4 Prairie Fresh® Boneless Pork Chops, 6 oz. each

1/2 cup all purpose flour
2 whole large eggs, beater
2 1/2 cups seasoned breadcrumbs
2 cups vegetable oil
Kosher Salt, to taste
Ground Black Pepper, to taste
Arugula, Parmesan and Lemon Salad
5 oz. container baby arugula 
1/4 cup extra virgin olive oil (EVOO)
1 cup shaved parmesan
1 Tbsp. fresh lemon juice (l lemon, juiced)
4 lemon wedges (1 lemon cut in quarters)
Salt & Pepper, to taste


Prepare three rimmed plates for "3-stage breading procedure." One plate with flour, second plate with beaten egg and the third plate seasoned breadcrumbs.

Place your boneless pork chops on a cutting board and, using your knife, slice them open to "butterfly" while still keeping them intact. This will make the process of pounding much easier. Tear an 18-inch piece of plastic wrap and place on your countertop. Place one of the butterflied pork chops in the center of the plastic and cover with another 18-inch-long piece of plastic wrap.
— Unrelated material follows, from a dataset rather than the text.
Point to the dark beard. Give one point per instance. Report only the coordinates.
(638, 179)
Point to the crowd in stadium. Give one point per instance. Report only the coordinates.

Using a meat mallet or a good rolling pin, beat and flatten the pork chop until it is evenly 1/4 of an inch thick. Repeat this process for the remaining three pork chops.

Season the pork cutlets with salt and pepper and begin breading cutlets one at a time. First, place the pork cutlet in flour to generously coat on all sides (this is to get the egg to stick to the pork cutlet). Next, transfer the pork cutlet dredged in flour to the beaten eggs. Allow the floured pork cutlet to sit in the egg mixture for 30 seconds per side so that the flour absorbs the beaten egg and sticks to the entire cutlet. Finally, transfer the egg-dipped pork cutlet to the seasoned breadcrumbs so that the breadcrumbs stick to the egg. Flip the cutlet over and press into the breadcrumbs to get the reverse side coated. Transfer the breaded cutlets to a plate and allow to sit for 5 minutes before cooking. 

Warm 2 cups of vegetable oil in a large saute pan over medium heat. Heat the oil to 325 F and carefully place two of the breaded cutlets into the oil (DO NOT drop into the oil, or a serious burn or oil fire may result). Cook for 3 minutes. Then, using a pair of metal tongs, carefully flip the cutlets to finish cooking the other side for an additional 3 minutes. Transfer the cooked breaded cutlets to a wire rack and season with salt. Serve with arugula salad.

Place the baby arugula with EVOO, lemon juice and shaved parmesan in a medium-sized mixing bowl. Season with salt and pepper. Gently toss so as not to wilt the greens. Serve with the crispy pork cutlets and garnish with a lemon wedge.